Tag Team Effort! Nike Partners With U.S. Customs & Border Protection To Cut Down On Fake Swooshes Entering The U.S.

A woman wearing a mask passes by a Nike store in Beijing on Thursday, March 25, 2021. China's ruling Communist Party is lashing out at H&M and other clothing and footwear brands as it retaliates for Western sanctions imposed on Chinese officials accused of human rights abuses in the northwestern region of Xinjiang. (AP Photo/Ng Han Guan)

Nike and the U.S. Customs and Border Protection are joining forces against counterfeit goods that are entering the country, with the Swoosh company giving CBP some valuable technology to help out.

“Nike, Inc. is partnering with the U.S. Customs and Border Protection to help authenticate Nike, Inc. merchandise and prevent counterfeit products from entering the U.S,” a Nike spokesperson told Fox. 

The CBP seized 26,503 shipments containing goods last year that would have been worth $1.3 billion if they were legitimate. The goods include clothing, which makes up approximately 15% of those counterfeit goods; jewelry accounts for 12% and shoes for another 12%. 

The CBP website statement included: 

“Under its partnership with CBP, NIKE, Inc. is donating proprietary technology to aid in authenticating a variety of NIKE, Inc. merchandise and prevent counterfeit products from entering the United States.  CBP and NIKE, Inc. will test the tool at a limited number of international mail and express consignment facilities.”  

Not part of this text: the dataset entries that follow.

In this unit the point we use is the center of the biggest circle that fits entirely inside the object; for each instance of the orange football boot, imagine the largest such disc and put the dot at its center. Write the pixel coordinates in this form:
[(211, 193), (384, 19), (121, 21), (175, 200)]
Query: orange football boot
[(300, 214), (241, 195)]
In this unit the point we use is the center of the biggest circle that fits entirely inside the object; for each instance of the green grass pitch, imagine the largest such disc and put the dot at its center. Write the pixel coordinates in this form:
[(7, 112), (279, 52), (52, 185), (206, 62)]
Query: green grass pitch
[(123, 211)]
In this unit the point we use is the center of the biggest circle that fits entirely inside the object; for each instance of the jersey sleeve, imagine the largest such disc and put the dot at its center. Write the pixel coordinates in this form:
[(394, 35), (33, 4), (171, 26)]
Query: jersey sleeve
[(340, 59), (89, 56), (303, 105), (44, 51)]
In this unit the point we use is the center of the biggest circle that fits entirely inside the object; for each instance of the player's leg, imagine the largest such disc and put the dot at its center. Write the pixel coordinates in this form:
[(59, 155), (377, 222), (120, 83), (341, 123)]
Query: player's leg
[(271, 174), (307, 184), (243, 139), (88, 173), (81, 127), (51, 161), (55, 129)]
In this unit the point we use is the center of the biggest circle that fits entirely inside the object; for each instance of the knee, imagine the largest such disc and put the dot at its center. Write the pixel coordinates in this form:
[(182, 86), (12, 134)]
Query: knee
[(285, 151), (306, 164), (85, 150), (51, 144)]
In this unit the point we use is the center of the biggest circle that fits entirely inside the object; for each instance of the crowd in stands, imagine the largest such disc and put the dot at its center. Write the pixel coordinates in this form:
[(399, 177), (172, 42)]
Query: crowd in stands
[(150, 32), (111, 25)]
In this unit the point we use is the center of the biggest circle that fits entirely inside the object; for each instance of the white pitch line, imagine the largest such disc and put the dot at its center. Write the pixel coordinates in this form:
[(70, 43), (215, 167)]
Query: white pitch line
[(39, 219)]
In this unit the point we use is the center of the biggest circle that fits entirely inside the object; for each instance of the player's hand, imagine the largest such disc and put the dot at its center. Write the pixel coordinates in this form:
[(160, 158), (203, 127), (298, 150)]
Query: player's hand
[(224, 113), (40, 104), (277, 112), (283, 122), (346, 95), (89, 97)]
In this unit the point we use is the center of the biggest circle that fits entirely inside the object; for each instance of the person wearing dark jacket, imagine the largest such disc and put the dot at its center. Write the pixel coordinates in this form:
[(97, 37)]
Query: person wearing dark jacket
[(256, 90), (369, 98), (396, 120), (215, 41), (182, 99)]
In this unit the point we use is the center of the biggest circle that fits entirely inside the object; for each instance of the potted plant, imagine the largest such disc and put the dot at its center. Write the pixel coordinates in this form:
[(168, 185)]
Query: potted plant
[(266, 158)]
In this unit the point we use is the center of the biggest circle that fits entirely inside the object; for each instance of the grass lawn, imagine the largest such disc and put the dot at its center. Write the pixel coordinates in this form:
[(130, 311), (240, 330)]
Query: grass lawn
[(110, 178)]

The CBP underscored the importance of maintaining a secure process in fighting the scammers. 

“As criminal organizations use proceeds from counterfeit sales to fund other illegal activity, our partnerships help strengthen our border security posture through innovation and resource optimization,” Diane Sabatino, deputy executive assistant commissioner of the CBP Office of Field Operations, said Thursday. 

And Nike has a personal stake in the game, as one might expect. The CBP seized more than 14,000 pairs of counterfeit Nike shoes in a shipment from China in 2019, according to the Customs and Border Protection. 

The Beaverton, Ore.-based mammoth company has become popular for counterfeiters, as those 14,000+ shoes seized in Los Angeles carried a value of $2,247,680 if they had been genuine. 

The huge shipment of footwear, which came from China, carried a “napkins” label to try to avoid interest from authorities.